Here we go again. Warnings about dangerous diet programmes. Are we listening? Because unless we do, and unless we get off the merry-go-round (and it certainly isn't merry) of dieting to lose weight, then we'll be getting similar warnings in decades to come.
During this past week, the findings of Consumer Group - "Choice", has damned popular pharmacy shake and soup diet plans. They claim that these diet plans can be potential health risks and are plagued with poor advice.
"Choice" says that dieters in their desperation to lose weight are paying hundreds of dollars, and being advised by consultants who have "grossly inadequate" training about weight loss.
Health experts raised concerns about the calorific, carbohydrate and fibre levels of some plans, and warned some people risked wasting muscle instead of fat.

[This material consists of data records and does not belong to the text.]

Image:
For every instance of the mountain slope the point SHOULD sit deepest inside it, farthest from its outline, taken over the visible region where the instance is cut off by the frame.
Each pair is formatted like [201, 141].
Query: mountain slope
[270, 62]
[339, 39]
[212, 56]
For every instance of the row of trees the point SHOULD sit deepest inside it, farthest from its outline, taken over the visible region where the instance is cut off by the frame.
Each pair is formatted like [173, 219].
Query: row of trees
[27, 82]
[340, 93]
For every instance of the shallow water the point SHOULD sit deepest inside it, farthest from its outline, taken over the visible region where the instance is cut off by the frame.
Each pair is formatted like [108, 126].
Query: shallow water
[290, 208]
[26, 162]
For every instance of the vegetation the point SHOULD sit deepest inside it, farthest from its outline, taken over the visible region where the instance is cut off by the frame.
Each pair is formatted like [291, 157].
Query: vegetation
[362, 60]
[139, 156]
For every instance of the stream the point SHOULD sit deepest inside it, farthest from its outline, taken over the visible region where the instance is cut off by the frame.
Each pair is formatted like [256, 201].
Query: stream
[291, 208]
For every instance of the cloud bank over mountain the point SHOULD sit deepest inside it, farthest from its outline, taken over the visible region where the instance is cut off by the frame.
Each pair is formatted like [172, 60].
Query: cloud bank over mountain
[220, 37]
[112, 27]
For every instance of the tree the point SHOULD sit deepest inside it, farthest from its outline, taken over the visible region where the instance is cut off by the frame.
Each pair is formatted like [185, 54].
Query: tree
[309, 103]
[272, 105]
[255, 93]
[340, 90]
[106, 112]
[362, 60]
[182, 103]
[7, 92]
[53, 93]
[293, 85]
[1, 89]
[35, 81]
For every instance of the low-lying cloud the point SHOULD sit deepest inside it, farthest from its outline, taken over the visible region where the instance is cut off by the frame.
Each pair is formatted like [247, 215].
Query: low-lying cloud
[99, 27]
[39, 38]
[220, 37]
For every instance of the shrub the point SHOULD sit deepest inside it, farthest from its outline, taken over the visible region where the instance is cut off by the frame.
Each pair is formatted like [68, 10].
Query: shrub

A well known pharmacy with stores in all States even sold their diet programmes to children. Choice said it was a disgrace. The pharmacy spokesperson justified their selling to children by saying their programme gave extensive psychological support to children. Was he being fair dinkum?
It doesn't say much for the integrity of these pharmacies or their staff, that the advice and support consumers are receiving about quick-fix diet programmes is manifestly inadequate.
My observation is this. (And I suspect many thousands of people have the same opinion). Diets don't work. Diets aren't a natural way of fueling the body. Diets make people ill. Diets cause people to have all sorts of side-issues to contend with (i.e. "I diet and I still don't lose weight, I'm a no-hoper!").
And if diets do work, then why aren't we all slim and trim? Tell me that. Because if it were true, then there'd be no diet programmes and there'd be no companies making lots of money out of people who desire to get thin. In fact there'd be no "diet industry". Think about it. Seriously.